Âgés de 26 et 27 ans au moment des faits durant l’été 2012, les deux légionnaires de nationalité française avaient saisi le procureur de Nîmes d’une plainte dans laquelle ils dénonçaient les « brimades » et les « humiliations » qu’ils auraient subies alors qu’ils avaient été mis aux arrêts. Soutenus par l’Association de défense des droits des militaires, ils y signalaient notamment les conditions de vie « indignes » dans les bâtiments réservés aux punis, baptisés « la taule », et les « abus » de la police militaire (aujourd’hui patrouille militaire) chargée de les garder.

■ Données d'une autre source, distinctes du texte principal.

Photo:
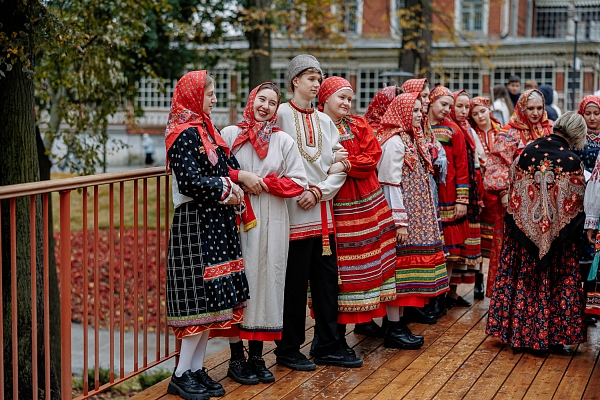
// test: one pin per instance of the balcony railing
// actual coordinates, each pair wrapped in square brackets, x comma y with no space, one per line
[136,298]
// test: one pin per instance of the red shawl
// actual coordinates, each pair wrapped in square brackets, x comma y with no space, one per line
[187,111]
[258,133]
[379,105]
[397,120]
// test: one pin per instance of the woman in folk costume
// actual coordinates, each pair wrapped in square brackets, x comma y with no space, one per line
[453,195]
[465,273]
[487,126]
[403,173]
[528,123]
[536,300]
[312,251]
[206,284]
[365,231]
[591,206]
[262,148]
[590,110]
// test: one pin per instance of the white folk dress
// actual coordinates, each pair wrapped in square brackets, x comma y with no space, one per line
[265,247]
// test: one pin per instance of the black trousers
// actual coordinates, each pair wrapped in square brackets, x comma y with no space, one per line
[307,262]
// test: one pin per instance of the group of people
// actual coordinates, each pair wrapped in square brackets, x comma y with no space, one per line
[368,217]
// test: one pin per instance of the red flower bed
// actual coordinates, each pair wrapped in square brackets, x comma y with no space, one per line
[151,293]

Mode « Puni » et sans béret vert

« Alors que le Code de la défense prévoit qu’un militaire aux arrêts peut continuer à exercer son service dans des conditions normales, mes clients ont subi toute une série de violences anormales », explique au Point leur avocat, Me Élodie Maumont, spécialisée dans la défense des militaires. « Le code d’honneur du légionnaire proclame que de [sa] tenue, il sera toujours fier ; mes clients ont été privés de leur béret vert, de leur ceinturon et de leur bandeau patronymique et contraints, durant toute la durée de leur punition, de porter un chapeau de brousse totalement inapproprié en pareilles circonstances. On leur a retiré leurs papiers administratifs, leurs armoires ont été fouillées méthodiquement. De 5 heures à 22 heures, ils étaient affectés à des travaux de nettoyage à grandes eaux totalement inutiles ; en lieu et place de leur grade, on les appelait par leur nom précédé du mot puni.

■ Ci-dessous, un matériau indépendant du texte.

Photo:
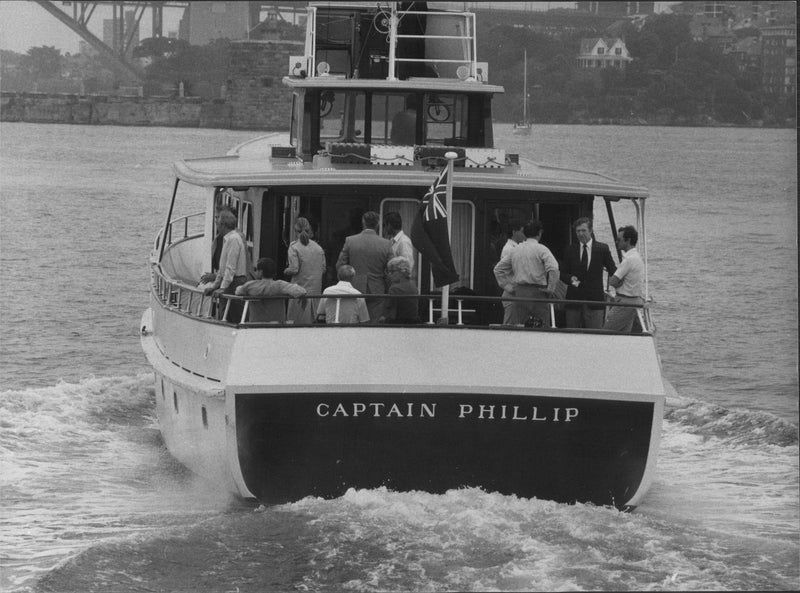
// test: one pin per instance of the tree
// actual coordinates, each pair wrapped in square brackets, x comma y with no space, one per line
[191,64]
[158,47]
[42,62]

Enfin, ils étaient cantonnés dans des locaux d’arrêts d’une totale vétusté, avec des toilettes ouvertes à la vue de tous. Bref, l’institution qu’ils servaient n’a eu de cesse de les stigmatiser, les traitant plus mal que des détenus de droit commun. Des billets d’écrou leur étaient d’ailleurs délivrés à chacune de leur entrée et sortie », a plaidé Me Maumont, photos et vidéos à l’appui.

Le non-lieu de 2017

Classée par le procureur, la plainte avec constitution de partie civile déposée devant le doyen des juges d’instruction de Marseille s’est soldée par un non-lieu le 18 octobre 2017, après audition de 39 témoins et placement d’un sous-officier sous statut de « témoin assisté ». La cour d’appel a confirmé le non-lieu. L’insalubrité des locaux d’arrêts ? « Ils correspondent aux pouvoirs dévolus à l’armée […] d’apporter à titre disciplinaire des restrictions à la liberté et n’entrent pas dans les prévisions du Code pénal. » La détention arbitraire ? « Il résulte de la procédure que ces mêmes locaux étaient ouverts et que la limitation des sorties est le propre des arrêts. » Les fouilles de casiers ? « Elles ne peuvent être assimilées, en l’absence de chocs physiques établis, à des actes de violence. » La tenue et le chapeau de paille ? « Pas de nature à porter atteinte à la dignité et justifiés par la nécessité de différentiation avec les autres militaires. » L’emploi du terme « puni » ? « Cette désignation d’un statut disciplinaire n’est pas de nature outrageante, pas plus que les mots de prévenu, d’accusé ou de mis en examen dans un cadre judiciaire. » Une à une, la chambre de l’instruction a refermé toutes les portes.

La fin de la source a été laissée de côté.